2人の綺麗に筋肉のついた体に見とれつつも、覚悟を決め自分の服に手をかけた。
はい。
あのあと番紋が同じことを確認し、2人に美味しく?いただかれました。
3日目の夜はさすがに手加減してくれたのか、心地よい眠りを得ることができたので4日目の朝は気持ちよく起きられた。

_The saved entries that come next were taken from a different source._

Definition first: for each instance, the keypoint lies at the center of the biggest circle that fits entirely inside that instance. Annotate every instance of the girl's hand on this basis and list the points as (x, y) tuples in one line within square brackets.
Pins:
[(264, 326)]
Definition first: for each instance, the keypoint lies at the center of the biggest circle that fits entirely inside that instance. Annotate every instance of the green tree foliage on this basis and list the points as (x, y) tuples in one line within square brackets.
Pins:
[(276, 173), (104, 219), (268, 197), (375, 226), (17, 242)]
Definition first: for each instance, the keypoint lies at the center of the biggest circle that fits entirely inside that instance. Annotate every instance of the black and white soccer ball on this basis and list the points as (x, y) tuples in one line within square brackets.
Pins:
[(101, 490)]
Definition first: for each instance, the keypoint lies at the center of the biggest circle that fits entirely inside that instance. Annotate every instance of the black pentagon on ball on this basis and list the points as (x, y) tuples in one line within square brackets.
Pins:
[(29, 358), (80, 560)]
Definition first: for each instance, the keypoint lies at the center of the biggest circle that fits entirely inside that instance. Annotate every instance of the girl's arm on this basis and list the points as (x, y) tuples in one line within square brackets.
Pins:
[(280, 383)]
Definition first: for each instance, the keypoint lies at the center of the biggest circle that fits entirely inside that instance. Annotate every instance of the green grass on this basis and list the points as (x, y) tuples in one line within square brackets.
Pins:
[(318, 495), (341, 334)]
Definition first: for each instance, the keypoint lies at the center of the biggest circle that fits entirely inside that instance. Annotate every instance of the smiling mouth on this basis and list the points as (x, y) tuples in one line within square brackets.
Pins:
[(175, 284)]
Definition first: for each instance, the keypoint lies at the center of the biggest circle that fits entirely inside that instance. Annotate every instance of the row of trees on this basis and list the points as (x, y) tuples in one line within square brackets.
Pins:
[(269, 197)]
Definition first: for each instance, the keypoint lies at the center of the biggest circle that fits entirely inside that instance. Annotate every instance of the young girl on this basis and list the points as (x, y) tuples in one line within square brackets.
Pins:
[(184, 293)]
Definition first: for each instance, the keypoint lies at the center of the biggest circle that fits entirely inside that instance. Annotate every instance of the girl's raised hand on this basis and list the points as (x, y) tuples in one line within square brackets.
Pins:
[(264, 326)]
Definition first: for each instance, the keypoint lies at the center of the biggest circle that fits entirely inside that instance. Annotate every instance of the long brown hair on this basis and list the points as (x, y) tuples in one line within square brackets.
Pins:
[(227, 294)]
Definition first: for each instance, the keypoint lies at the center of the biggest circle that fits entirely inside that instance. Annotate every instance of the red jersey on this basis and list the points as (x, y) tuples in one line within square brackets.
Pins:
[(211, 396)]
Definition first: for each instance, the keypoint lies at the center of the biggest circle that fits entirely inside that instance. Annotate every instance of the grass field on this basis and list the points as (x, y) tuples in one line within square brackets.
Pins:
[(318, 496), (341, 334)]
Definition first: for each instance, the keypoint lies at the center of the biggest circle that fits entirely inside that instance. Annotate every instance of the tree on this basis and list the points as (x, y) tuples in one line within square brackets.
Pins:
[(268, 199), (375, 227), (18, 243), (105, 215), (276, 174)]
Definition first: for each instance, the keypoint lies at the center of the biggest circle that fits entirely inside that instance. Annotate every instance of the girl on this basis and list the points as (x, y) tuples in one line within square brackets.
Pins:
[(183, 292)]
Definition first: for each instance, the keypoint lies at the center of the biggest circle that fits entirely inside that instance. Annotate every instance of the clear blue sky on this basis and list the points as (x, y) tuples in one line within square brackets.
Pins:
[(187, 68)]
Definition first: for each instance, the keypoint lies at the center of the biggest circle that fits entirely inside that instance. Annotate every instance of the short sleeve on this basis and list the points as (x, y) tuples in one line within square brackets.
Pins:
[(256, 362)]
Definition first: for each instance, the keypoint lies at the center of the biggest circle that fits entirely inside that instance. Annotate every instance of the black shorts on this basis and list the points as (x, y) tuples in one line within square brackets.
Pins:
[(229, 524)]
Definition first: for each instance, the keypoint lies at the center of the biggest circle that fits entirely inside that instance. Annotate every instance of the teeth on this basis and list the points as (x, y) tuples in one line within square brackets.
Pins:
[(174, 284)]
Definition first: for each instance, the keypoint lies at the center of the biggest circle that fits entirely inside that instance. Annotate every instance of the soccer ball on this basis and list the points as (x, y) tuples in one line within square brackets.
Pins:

お風呂に朝ごはん、そして着替え(いつの間にか用意されていた)と甲斐甲斐しくお世話され自宅に帰る準備を整える。
そして2人に挟まれ家まで帰ってました…。
家に入るのに少しドキドキしてしまう。
玄関を見つめ躊躇っていると
ばんっ
っと勢いよく扉が開いた。
「「「おかえり!ミリ-」」」
お父さん達でした。
玄関から数歩離れていてよかった。
「た、ただいま。お父さん達」
そうして私の番と家族との顔合わせは何だかんだと騒がしく終わり、晩御飯を食べたらまた宿に戻ってイチャイチャしました…。
それからはあわただしく日々が過ぎていった。
次の日には婚姻届を出し、お揃いの腕輪を注文し
その次の日には3人で住む家を購入して
家具やら日用品を揃え
何と1週間後には新居での暮らしがスタートした。
突然の番との出会いに戸惑いはしたものの、今はとても幸せな気持ちで満たされている。
これから、どんどん家族も増える予定だからとても楽しみ!
これが私の番たちとの出会い方。
ウィル、ルド…私を見つけてくれてありがとう。